The global real estate industry contributes significantly to the gross domestic product (GDP) of many developing and developed nations. However, residential, commercial and industrial buildings are responsible for 20 per cent of carbon dioxide (CO2) emissions. These buildings are sources of CO2 and other greenhouse gases (GHGs) emissions, due to the huge amount of natural resources they consume and waste they generate. Real estate consumes over 40 per cent of global energy annually; 30 per cent of raw materials and 12 per cent of drinking water. The industry accounts for 25-40 per cent of solid waste.
Real estate, urban development and other human activities constitute an existential threat to biodiversity – which entails the totality of genes, species and ecosystems. The loss of biodiversity, which the world is already experiencing, is one of the drivers of global warming. Experts have called for urgent action to conserve biodiversity by embedding sustainability best practices in human activities as a pathway for achieving sustainable development. Accordingly, real estate developers across the globe need to find solutions for building a sustainable future for the coming generations. The industry must pursue positive long-term societal and environmental goals, in addition to economic goals.
The 17 Sustainable Development Goals (SDGs) of the United Nations represent a coherent and integrated framework for addressing the most urgent global development challenges, including poverty, hunger, income inequality and climate change. Improving the sustainability and affordability of housing and urban living has direct impact on almost all the SDGs.
According to a 2016 report by the World Economic Forum, emissions caused by buildings and new construction are expected to grow. The projected global population growth is expected to create a demand of 260 million new residential properties and 540 million square metres of office space in the largest 750 cities by 2030 based on the Oxford Economics’ Global Cities 2030 report, which shows Lagos will become Africa’s largest city in GDP terms, while ranking 114th globally.
In developing countries like Nigeria, adoption of sustainable eco-friendly substitutes in terms of raw materials for real estate development requires significant motivation and possibly an organized platform to foster discussions on the subject-matter. Innovation spawned from research and development is also an essential component of sustainability in the real estate industry.
For almost eight years, ESMT Berlin – a private non-profit business school based in the German city – has been facilitating the Sustainable Business Roundtable or SBRT. Adidas, ING, Siemens, Unilever, and other international member-companies have created a viable corporate agenda for sustainability. In contrast to these companies, businesses in the real estate sector have been relatively slow to adopt new and sustainable ways of operating. In fact, according to research published in 2017 by Corporate Knights, only three of the 100 most sustainable corporations in the world are real estate companies.
What is holding the real estate companies back, and how can we change the situation in Nigeria?

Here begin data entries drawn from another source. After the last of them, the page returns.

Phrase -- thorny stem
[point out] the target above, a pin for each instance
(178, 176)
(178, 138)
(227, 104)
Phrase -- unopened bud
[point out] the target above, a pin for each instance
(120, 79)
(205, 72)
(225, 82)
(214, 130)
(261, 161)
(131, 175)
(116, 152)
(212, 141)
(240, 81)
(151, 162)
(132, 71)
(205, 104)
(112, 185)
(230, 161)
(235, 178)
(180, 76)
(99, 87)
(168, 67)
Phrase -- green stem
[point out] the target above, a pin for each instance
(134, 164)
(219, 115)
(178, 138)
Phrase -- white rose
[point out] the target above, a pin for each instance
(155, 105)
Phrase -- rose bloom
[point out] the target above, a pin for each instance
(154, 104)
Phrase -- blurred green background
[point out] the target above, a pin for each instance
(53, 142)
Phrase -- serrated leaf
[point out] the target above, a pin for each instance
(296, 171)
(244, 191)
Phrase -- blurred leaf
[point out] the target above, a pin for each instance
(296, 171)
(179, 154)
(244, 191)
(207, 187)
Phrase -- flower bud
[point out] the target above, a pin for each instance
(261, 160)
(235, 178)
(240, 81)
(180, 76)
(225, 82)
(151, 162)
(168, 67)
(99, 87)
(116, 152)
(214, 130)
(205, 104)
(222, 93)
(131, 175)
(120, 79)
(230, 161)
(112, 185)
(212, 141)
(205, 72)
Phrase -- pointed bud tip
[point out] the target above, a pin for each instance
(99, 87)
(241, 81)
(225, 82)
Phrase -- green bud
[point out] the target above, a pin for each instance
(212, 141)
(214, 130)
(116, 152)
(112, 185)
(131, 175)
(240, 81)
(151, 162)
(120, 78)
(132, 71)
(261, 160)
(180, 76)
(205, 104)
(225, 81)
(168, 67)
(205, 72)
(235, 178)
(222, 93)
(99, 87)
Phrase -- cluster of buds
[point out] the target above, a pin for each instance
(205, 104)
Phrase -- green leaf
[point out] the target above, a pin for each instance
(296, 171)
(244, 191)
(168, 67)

Offering developments for better and sustainable living/working in cities is on the agenda of many municipalities. Indeed, real estate companies have an excellent opportunity to drive sustainability topics like smart cities or e-mobility. This will require collaboration with players as diverse as retailers, car manufacturers and mobile broadband providers (some of which have commenced already in Nigeria). If done well, such initiatives have the potential to shape sustainable consumption and drive the development of sustainable cities.
Generate shared value
The gamut of real estate stakeholders is broad, but it encompasses manufacturers of fittings and fixtures, building materials, architects, financiers and ultimately the customers or end-users. Imbibing the ethos of shared values means real estate firms can create a situation where they focus exclusively on generating long-term value for their stakeholders, while being environmentally and socially responsible corporate citizens. This is contrary to the so-called tragedy of the commons – whereby economic actors collaborate in their mutual selfish interest.
Company employees can also play a valuable role in the process. To do this, they need to be aware of what the issues are and have a say as to what can be done. If this approach were to be adopted by institutions in both the public and private sectors, the long-term benefits would be phenomenal.
No single player in the real estate sector can have a considerable positive impact without collaboration. Businesses and other stakeholders must cooperate to solve complex problems.
The current state of affairs where there is very limited collaboration needs to change. Collaboration among players is necessary to attain significant reduction in pollution and environmental degradation. Evidence is growing that green buildings provide some of the most effective means to achieving a range of global development goals, including climate change mitigating, economic growth as well as renewal and planning of cities and other human settlements.
Green residential projects are not a fanciful trend anymore. They are rapidly becoming the new standard for healthy and responsible living. Green projects bring with them aspects like sustainable design, scientific construction and energy-efficient operations.
As with all businesses, knowledge is the key to making the right choices and ensuring that one’s decision results in the anticipated outcome – both in terms of investment value and in lifestyle benefits.
Recognizing the growing need for sustainable living in Nigeria, Shedrack and Ella Estate undertakes continuous improvement and research in developing sustainable communities that nestle comfortably amidst serene landscapes, with green elements incorporated seamlessly into the designs to offer a holistic sustainable living experience.